I went today instead, to start my 2014 New Hythe lakes list. Terry Laws (one of said hardier souls) was already in the car park. He was already 40 species up on me but hey, the first forty are the easiest aren't they?
At the river, under very welcome blue skies we added Lapwing, Heron, Teal, GBB Gull, Little Grebe, Buzzard, Jackdaw and Rook. The latter two being seen more regularly now than in previous years. Although the tide was out, the run off of water from the still flooded upper Medway was keeping the levels high. Because of this the hoped for waders didn't turn up, although we did hear a Redshank later but were unable to find it for the list.
A Kingfisher zipped across the corner of the sunken marsh, which was almost empty save for a couple of Fieldfares, an invisible Cetti's and the odd Blackbird. Around the edge of the marsh a small group of Bullfinches looked handsome in the sun, while a Jay flashing its white rump and a single Greenfinch were seen along the southern end of the river.
On the flooded Abbey Mead the flock of sleepy Pochards were still sleeping towards the southern end of the lake. They looked great in the sunlight too, but as usual managed to maintain their distant position despite being asleep. We scanned the rest of the lake in the hope of finding a Wigeon or two but Coot, Moorhen, Gt Crested Grebes, Gadwalls, Tufted Ducks, Mallards and a welcome Shoveler or two were pretty much all we could see.

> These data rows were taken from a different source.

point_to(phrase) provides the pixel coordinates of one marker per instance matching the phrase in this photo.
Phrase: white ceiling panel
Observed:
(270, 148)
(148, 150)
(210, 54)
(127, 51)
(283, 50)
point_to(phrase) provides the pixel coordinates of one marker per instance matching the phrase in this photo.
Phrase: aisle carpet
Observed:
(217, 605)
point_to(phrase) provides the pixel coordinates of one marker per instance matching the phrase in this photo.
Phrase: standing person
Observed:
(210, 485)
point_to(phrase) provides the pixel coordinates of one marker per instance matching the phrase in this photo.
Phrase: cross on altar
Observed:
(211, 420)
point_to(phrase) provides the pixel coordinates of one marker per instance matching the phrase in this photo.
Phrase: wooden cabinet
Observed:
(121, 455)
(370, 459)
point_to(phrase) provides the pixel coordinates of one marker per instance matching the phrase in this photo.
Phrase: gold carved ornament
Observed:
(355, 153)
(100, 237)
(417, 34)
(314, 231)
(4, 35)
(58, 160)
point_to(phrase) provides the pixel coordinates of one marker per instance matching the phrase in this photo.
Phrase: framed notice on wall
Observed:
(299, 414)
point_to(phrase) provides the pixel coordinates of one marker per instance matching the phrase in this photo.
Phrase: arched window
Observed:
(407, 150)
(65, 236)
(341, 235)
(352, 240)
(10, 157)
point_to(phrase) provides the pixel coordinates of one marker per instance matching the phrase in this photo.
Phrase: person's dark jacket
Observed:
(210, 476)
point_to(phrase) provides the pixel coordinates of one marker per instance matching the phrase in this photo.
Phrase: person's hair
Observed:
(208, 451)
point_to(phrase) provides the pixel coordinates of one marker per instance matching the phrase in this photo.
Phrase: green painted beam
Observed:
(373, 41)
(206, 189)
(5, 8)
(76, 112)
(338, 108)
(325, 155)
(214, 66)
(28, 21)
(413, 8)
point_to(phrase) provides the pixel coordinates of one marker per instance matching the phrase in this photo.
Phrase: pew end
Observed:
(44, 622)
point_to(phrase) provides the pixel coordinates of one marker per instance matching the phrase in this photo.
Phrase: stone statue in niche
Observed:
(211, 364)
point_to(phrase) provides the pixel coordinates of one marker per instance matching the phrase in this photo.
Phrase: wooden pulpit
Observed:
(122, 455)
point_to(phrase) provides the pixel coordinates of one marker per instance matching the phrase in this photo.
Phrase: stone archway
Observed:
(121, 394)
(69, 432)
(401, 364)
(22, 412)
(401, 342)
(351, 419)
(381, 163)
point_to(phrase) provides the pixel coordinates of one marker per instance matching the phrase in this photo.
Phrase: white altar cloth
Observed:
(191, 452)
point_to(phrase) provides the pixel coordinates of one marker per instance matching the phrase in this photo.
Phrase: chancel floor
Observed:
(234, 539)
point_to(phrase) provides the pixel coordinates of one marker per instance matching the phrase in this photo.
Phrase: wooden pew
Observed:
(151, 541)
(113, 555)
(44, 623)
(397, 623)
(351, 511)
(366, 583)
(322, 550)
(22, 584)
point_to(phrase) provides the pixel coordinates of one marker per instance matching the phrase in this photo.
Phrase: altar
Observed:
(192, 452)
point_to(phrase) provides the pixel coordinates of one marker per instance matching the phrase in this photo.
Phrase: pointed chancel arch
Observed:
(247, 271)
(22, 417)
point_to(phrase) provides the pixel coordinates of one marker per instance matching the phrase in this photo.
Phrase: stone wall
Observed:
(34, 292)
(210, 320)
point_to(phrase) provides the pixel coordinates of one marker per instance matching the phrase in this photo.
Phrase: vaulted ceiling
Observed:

Green Woodpecker made the list as we crossed the east scrub, along with the odd Redwing and Song Thrush. But the star was this Water Vole who munched his lunch unhurriedly in the ditch to the south of the west scrub. Courtesy no doubt, of the very mild temperatures at the moment.
Refreshments were taken at the Bittern viewpoint on Streamside. Unfortunately nobody had invited the Bittern. Worryingly there have been no reported sightings anywhere on site so far this winter. I hope they are just keeping their heads down (or should that be up), New Hythe without its most famous winter attraction would not be the same at all I think.
A chance glance into an Alder tree as we started to walk back had me calling Terry to check out no less than four Lesser Redpolls who were quietly feeding on seeds in the small cones of the tree. This is another difficult bird at New Hythe, I only saw one last year so a great tick for the year list.
As we walked back across the east scrub our old friend the Kestrel was seen perched in the top of a small tree. It flew just as I took the pictures and I was sure i'd missed it, so was pleasantly surprised to get something at least. It was here too that we watched a Peacock butterfly flutter by, the latest (or earliest) i've ever seen.
In the fishermen's car park at Abbey Mead we spotted this Grey Wagtail which stayed out of reach of the cameras while on the ground and then flew up into a tree and remained half hidden behind the branches. Don't often see them in trees. The last two species were seen back at the car park, a Sparrowhawk and finally a Great Spotted Woodpecker, a great spot by Terry as it flew silently over our heads bringing the day's total to 51 species. If only the next 51 were as easy!